Contrattazione

Sul fisso le donne guadagnano in media più degli uomini

di C.Cas.

Le donne con ruoli esecutivi apicali non hanno ancora raggiunto numeri significativi, ma «quando arrivano a ricoprire queste posizioni, non subiscono differenze tra i loro pacchetti retributivi e quelli dei colleghi uomini – sostiene Miriam Quarti, senior consultant e responsabile dell’area Reward&Engagement di ODM Consulting. – Questo vale anche per la componente variabile: per entrambi i generi è prevista una componente sia di breve sia di medio-lungo periodo, con un valore target mediamente compreso tra il 35% e il 50% della remunerazione fissa per il variabile di breve e un valore target mediamente pari ad una annualità, un’annualità e mezzo nel triennio, ossia il 33,3%, 50% su base annua, per il variabile di medio-lungo periodo». Dall’analisi della remunerazione fissa del ruolo di ceo non risultano sostanziali differenze di genere. Anzi, dalla media di quanto emerge dalle 200 relazioni per la remunerazione considerate da ODM consulting, il trattamento retributivo è più elevato per le donne. La media assoluta per l’uomo è infatti di 661.688 euro, per le donne 694.077 euro. E anche sul variabile non si riscontrano sostanziali differenze.

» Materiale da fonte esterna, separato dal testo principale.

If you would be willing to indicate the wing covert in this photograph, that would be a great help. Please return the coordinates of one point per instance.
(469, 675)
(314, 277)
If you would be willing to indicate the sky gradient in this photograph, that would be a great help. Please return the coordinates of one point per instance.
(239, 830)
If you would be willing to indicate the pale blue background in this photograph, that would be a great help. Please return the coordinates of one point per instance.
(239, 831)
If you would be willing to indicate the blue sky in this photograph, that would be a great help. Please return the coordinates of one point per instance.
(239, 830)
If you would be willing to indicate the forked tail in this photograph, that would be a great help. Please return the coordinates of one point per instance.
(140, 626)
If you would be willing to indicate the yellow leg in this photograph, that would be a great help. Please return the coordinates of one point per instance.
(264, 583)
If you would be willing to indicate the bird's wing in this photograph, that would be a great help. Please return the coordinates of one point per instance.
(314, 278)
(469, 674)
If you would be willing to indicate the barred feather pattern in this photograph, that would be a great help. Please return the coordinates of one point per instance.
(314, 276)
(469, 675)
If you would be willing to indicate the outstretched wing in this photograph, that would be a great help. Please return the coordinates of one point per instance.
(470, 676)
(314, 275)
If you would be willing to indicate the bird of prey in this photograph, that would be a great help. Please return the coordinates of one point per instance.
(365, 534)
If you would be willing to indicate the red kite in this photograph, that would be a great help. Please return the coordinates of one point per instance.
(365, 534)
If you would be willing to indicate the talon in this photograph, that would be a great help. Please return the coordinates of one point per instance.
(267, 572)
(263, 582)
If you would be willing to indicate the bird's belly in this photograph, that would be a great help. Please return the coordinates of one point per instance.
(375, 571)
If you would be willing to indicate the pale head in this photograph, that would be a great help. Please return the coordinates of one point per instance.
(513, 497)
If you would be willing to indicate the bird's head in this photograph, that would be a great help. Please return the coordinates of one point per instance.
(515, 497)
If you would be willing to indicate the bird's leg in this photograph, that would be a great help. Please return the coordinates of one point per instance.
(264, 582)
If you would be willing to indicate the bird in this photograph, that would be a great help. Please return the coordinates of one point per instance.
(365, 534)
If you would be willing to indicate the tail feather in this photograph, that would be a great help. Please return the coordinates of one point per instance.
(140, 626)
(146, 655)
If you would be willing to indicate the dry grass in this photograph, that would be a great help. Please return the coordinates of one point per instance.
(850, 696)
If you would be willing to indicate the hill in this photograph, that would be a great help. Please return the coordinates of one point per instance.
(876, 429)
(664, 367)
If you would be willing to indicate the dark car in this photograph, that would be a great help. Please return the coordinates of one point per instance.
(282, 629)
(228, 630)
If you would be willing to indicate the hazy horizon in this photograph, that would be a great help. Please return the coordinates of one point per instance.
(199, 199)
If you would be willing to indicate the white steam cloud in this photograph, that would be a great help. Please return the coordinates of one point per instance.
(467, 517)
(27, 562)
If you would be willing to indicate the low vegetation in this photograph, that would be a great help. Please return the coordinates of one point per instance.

Certo è che parliamo di numeri ancora molto piccoli. Analizzando nel dettaglio i dati la quota di donne che ricopre un ruolo esecutivo, ossia amministratore delegato, direttore generale, presidente esecutivo, è ancora molto bassa. Del 40% di presenza femminile nei CdA solo il 6% risulta ricoprire un ruolo esecutivo, pari a circa il 2% del totale dei membri del CdA. In particolare, fatto 100 il numero di ad, la percentuale di donne che ricopre questo ruolo è pari a circa il 5%. Un particolare: le ad sono prevalentemente in aziende di grandi dimensioni dell’industria.

Dietro il lento cambiamento e «l’aumento della presenza delle donne nei CdA delle aziende quotate (circa 40%)», c’è l’applicazione della legge Golfo-Mosca (Legge n. 120/2011) che prevedeva che «almeno un terzo delle quote dell’organo sociale fosse destinato al genere meno rappresentato, aggiornata con la Legge n. 160/2019 che ha elevato la quota ai due quinti dell’organo. Tuttavia, la presenza di donne all’interno dei CdA rimane per lo più legata a ruoli non esecutivi e indipendenti», osserva Quarti.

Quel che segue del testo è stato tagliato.